Step 5. Serve With Sweet Dipping
Once your kanom ba bin pancakes are cooked to golden perfection, they're ready to be paired with their traditional sweet companion. The most authentic dipping option is a simple coconut-based sauce made by simmering coconut cream with palm sugar until it reaches a thick, syrupy consistency. You'll want to serve this warm alongside your pancakes.
For variety, you can prepare alternative sweet sauces like pandan-infused coconut syrup, caramelized banana sauce, or even a light ginger syrup.
Place your pancakes on a serving platter, cut them into manageable pieces, and arrange the dipping options in small bowls nearby. The contrast between the slightly savory pancakes and the sweet dipping sauces creates the perfect balance that makes kanom ba bin such a beloved Thai dessert.
Let your guests experiment with different combinations.
Cooking Tips

Successful preparation of Kanom Ba Bin requires attention to several critical details. First, verify your batter achieves the perfect consistency—not too thick or too thin.
When pouring into molds, fill them only three-quarters full to allow for expansion during cooking. For best results, maintain medium-low heat throughout the cooking process.
If you don't have traditional clay molds, you can substitute small ramekins or a muffin tin as alternative cooking techniques. Watch for bubbles forming on the surface and edges pulling away from the mold as signs of doneness.
For ingredient substitutions, brown sugar can replace palm sugar, though the flavor profile will slightly change.
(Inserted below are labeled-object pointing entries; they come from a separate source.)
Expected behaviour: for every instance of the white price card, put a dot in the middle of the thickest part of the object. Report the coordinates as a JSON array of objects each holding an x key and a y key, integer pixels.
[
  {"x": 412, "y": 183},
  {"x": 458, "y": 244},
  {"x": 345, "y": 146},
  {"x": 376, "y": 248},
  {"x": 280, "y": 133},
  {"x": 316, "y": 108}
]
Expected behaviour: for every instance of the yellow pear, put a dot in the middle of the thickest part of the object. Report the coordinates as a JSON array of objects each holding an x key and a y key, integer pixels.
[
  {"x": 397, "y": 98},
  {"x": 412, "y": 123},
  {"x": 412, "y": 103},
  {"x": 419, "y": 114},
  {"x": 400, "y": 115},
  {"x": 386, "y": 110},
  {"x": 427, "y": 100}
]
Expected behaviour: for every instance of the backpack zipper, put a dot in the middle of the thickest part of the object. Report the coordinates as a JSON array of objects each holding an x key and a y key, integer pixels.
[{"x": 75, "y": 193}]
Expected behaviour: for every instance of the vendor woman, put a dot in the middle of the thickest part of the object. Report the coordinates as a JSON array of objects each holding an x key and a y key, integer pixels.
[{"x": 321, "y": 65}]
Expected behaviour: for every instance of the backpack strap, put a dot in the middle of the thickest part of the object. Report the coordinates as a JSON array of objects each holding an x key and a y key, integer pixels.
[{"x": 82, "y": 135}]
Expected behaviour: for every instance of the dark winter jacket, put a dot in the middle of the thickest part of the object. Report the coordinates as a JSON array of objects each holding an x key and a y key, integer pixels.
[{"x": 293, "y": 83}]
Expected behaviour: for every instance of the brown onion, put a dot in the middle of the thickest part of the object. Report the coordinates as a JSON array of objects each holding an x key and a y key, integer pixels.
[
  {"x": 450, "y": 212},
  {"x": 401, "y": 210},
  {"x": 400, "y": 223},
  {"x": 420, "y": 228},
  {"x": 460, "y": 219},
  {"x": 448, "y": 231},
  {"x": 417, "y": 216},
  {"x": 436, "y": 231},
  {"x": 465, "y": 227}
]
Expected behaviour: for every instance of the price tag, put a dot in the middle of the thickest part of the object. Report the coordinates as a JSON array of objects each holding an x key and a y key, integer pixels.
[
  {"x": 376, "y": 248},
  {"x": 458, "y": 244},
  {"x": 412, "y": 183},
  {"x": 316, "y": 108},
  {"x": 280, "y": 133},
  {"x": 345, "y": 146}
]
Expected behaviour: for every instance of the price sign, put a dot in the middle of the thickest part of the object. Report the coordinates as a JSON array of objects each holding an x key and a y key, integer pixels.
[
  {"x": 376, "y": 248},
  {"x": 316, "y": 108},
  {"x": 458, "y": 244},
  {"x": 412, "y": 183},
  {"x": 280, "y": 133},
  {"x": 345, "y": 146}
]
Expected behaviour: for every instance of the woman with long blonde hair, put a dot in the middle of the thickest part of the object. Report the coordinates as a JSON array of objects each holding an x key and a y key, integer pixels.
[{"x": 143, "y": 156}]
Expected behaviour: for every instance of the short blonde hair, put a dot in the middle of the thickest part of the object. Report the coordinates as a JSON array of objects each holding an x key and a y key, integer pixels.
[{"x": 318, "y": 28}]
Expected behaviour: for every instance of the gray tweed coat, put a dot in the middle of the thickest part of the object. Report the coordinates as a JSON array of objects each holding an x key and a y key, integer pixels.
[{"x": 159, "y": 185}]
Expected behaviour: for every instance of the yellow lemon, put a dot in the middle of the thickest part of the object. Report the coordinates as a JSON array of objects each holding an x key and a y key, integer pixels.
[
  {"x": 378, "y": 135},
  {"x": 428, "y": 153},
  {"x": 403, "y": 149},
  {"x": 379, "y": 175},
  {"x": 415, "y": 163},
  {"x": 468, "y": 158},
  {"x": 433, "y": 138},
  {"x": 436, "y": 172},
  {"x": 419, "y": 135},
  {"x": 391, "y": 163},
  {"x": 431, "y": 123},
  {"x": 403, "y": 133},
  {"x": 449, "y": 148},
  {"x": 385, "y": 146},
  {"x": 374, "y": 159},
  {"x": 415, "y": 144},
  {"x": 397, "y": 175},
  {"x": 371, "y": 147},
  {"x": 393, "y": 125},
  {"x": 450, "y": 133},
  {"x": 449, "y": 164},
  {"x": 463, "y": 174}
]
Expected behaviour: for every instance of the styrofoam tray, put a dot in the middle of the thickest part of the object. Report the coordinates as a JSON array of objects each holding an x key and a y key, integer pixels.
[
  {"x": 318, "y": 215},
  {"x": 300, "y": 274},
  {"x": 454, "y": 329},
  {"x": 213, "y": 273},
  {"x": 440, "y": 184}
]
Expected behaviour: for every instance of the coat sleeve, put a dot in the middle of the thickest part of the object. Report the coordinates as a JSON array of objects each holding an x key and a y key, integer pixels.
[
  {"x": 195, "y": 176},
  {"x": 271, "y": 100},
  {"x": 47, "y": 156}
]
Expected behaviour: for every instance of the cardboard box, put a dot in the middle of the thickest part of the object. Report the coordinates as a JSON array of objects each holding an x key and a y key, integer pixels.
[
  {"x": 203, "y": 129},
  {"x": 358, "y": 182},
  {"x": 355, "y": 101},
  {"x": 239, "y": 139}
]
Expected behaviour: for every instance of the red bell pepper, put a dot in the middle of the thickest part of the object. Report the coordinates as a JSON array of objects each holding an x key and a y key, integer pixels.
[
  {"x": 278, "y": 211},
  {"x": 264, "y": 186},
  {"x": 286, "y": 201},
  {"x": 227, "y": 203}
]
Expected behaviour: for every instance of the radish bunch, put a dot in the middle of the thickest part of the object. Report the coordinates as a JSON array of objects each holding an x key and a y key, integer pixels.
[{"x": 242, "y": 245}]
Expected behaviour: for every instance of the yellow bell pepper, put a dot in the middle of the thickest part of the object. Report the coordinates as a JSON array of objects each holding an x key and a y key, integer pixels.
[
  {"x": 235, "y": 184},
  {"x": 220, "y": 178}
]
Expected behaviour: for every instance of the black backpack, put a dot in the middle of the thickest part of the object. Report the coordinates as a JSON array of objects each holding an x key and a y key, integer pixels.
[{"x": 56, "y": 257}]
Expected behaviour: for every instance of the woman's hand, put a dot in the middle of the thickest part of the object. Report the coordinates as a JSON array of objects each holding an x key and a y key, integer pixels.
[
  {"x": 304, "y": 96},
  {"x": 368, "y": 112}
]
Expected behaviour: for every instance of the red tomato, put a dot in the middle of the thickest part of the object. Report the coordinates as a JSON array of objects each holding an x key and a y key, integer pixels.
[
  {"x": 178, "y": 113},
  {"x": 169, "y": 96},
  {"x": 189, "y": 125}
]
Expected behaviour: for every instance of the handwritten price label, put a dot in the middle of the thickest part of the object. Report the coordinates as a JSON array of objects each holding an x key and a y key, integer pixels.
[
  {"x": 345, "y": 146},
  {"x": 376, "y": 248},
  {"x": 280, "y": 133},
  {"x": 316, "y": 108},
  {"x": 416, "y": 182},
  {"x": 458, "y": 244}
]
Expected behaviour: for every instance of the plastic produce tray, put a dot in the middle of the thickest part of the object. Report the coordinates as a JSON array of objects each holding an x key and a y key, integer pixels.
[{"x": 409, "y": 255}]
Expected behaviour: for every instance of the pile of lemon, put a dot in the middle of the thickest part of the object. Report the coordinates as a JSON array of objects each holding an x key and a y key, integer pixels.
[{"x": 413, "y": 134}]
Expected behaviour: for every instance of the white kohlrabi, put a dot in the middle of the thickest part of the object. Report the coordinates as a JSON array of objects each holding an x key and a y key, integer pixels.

If fresh coconut isn't available, use unsweetened desiccated coconut soaked in warm coconut milk for 15 minutes before incorporating.
Final Thoughts
Although seemingly simple, Kanom Ba Bin represents the perfect balance of Thai culinary tradition and accessible home cooking. This coconut pancake carries cultural significance beyond its delicious taste—it's a dish that connects generations through shared recipes and cooking techniques.
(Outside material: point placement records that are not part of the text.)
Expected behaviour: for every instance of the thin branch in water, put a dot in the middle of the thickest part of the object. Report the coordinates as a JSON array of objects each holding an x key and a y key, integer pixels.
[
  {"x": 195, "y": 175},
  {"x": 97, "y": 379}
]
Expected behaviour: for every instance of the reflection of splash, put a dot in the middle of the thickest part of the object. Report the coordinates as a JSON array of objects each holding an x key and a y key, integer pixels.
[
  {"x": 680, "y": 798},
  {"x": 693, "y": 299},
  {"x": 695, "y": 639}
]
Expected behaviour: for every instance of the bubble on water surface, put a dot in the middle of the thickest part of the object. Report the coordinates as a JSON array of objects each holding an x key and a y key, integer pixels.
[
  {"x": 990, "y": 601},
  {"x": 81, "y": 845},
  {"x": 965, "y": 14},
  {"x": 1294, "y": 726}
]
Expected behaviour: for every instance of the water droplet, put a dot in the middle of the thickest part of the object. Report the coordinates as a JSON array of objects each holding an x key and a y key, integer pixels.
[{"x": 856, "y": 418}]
As you master this dessert, you'll likely develop your own variations that reflect your personal experiences with Thai cuisine. Whether you're preparing it for a casual family gathering or introducing friends to Thai desserts, Kanom Ba Bin offers both comfort and novelty.
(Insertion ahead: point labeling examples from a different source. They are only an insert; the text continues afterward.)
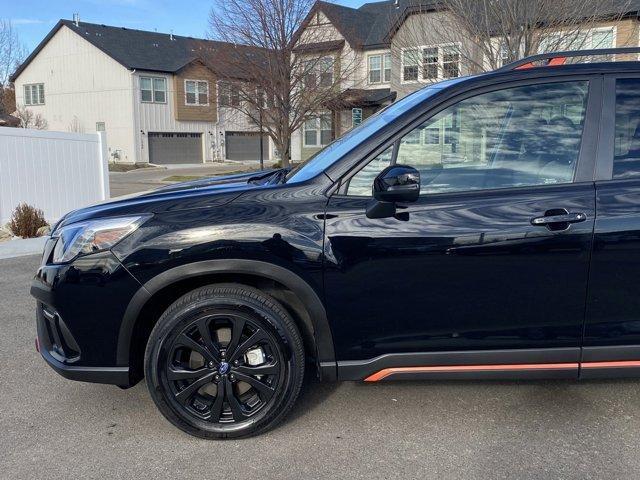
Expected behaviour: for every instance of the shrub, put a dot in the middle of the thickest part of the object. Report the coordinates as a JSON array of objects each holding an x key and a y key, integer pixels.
[{"x": 26, "y": 220}]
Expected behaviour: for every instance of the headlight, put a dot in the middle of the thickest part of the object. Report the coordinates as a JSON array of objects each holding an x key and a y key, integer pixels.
[{"x": 93, "y": 236}]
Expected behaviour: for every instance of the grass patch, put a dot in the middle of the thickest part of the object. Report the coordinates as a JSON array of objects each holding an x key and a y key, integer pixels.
[{"x": 127, "y": 167}]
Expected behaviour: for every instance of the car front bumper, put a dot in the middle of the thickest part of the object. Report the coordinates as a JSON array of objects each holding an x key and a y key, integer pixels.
[{"x": 79, "y": 313}]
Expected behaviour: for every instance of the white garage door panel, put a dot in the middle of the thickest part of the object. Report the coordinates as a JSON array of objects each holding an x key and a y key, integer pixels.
[{"x": 167, "y": 148}]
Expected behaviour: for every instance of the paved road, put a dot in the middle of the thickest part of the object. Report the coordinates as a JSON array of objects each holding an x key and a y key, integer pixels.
[
  {"x": 124, "y": 183},
  {"x": 53, "y": 428}
]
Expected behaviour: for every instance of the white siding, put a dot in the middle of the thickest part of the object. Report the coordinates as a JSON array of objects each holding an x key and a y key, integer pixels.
[
  {"x": 53, "y": 171},
  {"x": 81, "y": 81}
]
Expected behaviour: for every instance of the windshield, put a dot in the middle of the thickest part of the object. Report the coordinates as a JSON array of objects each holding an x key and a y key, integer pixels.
[{"x": 350, "y": 140}]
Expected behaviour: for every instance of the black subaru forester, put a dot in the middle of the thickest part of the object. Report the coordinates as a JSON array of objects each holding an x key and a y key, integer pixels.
[{"x": 482, "y": 227}]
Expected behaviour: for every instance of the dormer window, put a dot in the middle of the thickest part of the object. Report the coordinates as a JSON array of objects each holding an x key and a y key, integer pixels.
[
  {"x": 153, "y": 89},
  {"x": 196, "y": 92},
  {"x": 34, "y": 94}
]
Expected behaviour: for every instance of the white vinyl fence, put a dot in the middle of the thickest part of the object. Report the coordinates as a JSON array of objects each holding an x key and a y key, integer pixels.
[{"x": 53, "y": 171}]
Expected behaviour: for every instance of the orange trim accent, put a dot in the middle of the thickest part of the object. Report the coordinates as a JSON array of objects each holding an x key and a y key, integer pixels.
[
  {"x": 382, "y": 374},
  {"x": 554, "y": 62},
  {"x": 615, "y": 364},
  {"x": 525, "y": 66}
]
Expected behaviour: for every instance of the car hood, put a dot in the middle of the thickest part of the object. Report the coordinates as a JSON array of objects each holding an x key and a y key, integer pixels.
[{"x": 202, "y": 193}]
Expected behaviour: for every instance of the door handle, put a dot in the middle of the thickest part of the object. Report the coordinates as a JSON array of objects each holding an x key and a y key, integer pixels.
[{"x": 558, "y": 219}]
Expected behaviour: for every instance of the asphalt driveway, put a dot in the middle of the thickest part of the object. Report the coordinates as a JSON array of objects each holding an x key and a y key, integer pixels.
[
  {"x": 54, "y": 428},
  {"x": 143, "y": 179}
]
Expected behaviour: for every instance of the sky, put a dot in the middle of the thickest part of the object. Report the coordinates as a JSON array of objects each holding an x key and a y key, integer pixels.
[{"x": 32, "y": 19}]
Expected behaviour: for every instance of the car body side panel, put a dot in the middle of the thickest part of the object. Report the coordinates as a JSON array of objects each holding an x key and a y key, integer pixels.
[
  {"x": 462, "y": 272},
  {"x": 613, "y": 307}
]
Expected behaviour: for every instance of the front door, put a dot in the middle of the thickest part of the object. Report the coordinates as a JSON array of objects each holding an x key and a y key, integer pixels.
[{"x": 494, "y": 255}]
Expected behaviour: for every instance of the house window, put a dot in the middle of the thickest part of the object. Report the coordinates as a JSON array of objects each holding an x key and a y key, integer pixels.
[
  {"x": 319, "y": 72},
  {"x": 430, "y": 63},
  {"x": 318, "y": 131},
  {"x": 410, "y": 65},
  {"x": 34, "y": 94},
  {"x": 228, "y": 96},
  {"x": 375, "y": 69},
  {"x": 153, "y": 89},
  {"x": 196, "y": 92},
  {"x": 450, "y": 62},
  {"x": 386, "y": 62},
  {"x": 380, "y": 68}
]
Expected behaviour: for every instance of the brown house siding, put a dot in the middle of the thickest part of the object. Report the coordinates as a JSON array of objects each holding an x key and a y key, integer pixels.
[{"x": 209, "y": 113}]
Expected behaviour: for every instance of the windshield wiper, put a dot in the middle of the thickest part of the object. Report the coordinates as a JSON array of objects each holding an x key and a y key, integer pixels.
[{"x": 270, "y": 178}]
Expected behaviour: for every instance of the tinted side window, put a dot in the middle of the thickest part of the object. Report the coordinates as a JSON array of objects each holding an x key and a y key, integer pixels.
[
  {"x": 521, "y": 136},
  {"x": 626, "y": 161}
]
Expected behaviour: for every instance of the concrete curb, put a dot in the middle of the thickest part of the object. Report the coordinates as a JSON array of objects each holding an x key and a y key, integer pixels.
[{"x": 22, "y": 247}]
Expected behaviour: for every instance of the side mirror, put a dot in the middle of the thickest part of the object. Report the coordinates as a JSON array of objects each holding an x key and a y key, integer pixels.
[{"x": 395, "y": 184}]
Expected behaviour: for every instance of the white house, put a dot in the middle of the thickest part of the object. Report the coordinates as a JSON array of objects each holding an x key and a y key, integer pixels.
[{"x": 150, "y": 92}]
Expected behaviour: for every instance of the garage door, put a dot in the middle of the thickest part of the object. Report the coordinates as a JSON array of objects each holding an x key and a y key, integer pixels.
[
  {"x": 167, "y": 148},
  {"x": 245, "y": 146}
]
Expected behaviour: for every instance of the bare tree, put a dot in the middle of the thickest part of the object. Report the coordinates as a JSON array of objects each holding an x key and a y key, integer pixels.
[
  {"x": 30, "y": 120},
  {"x": 278, "y": 78},
  {"x": 12, "y": 53},
  {"x": 485, "y": 34}
]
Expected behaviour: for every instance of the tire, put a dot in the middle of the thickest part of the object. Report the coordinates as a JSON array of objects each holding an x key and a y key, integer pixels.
[{"x": 200, "y": 375}]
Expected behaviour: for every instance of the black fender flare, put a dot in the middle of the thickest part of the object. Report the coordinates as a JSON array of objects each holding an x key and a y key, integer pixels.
[{"x": 319, "y": 327}]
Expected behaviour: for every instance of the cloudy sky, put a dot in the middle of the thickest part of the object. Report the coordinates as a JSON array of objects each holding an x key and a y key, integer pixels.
[{"x": 34, "y": 18}]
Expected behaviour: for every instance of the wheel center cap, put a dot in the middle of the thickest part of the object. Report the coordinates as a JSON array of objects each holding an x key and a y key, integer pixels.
[{"x": 223, "y": 367}]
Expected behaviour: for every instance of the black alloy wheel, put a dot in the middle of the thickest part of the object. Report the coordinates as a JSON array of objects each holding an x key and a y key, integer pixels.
[{"x": 224, "y": 361}]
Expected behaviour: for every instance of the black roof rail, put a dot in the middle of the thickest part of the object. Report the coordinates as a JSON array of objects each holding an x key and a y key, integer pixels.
[{"x": 558, "y": 58}]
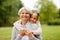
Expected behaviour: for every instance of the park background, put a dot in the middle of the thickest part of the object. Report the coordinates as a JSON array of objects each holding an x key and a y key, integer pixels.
[{"x": 49, "y": 17}]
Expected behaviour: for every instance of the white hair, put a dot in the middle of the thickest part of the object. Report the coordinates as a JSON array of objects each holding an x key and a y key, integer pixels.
[{"x": 24, "y": 8}]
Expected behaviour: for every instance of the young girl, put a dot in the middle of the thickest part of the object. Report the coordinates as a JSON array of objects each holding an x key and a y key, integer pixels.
[{"x": 35, "y": 27}]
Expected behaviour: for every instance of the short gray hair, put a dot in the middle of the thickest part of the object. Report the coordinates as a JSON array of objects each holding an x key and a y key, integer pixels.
[{"x": 24, "y": 8}]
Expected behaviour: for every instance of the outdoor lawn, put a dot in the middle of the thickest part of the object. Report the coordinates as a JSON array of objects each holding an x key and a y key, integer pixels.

The beauty of this dish lies in its unpretentious nature while delivering complex flavors and textures. It's a reminder that sometimes the most satisfying culinary experiences come from recipes that honor tradition while welcoming adaptation.
You've now joined countless others who keep this beloved Thai classic alive.
Frequently Asked Questions
Is Kanom Ba Bin Gluten-Free?
You'll want to check specific ingredients as traditional kanom ba bin isn't necessarily gluten-free. Rice flour is common, but some recipes include wheat flour, affecting those with dietary restrictions.
How Long Can I Store Leftover Kanom Ba Bin?
You can store leftovers in an airtight container at room temperature for 2-3 days or refrigerate for up to a week. Consider reheating them in a pan for storage tips or creating leftover recipes with ice cream.
What Substitutes Work for Palm Sugar in Kanom Ba Bin?
You can substitute palm sugar with brown sugar, coconut sugar, or jaggery. Each alternative offers different sweetness levels, so you'll need to adjust quantities based on your taste preference.
Can Kanom Ba Bin Be Frozen for Later Consumption?
Yes, you can freeze these treats! Wrap them individually in plastic, then foil for protection. Freezing techniques work best when they're completely cooled first. Storage tips: thaw at room temperature before enjoying.
Are There Regional Variations of Kanom Ba Bin Across Thailand?
You'll find regional differences in this dessert throughout Thailand. Northern versions often use palm sugar, while southern variations incorporate more coconut cream. Some regions add pandan or durian for distinct flavor variations.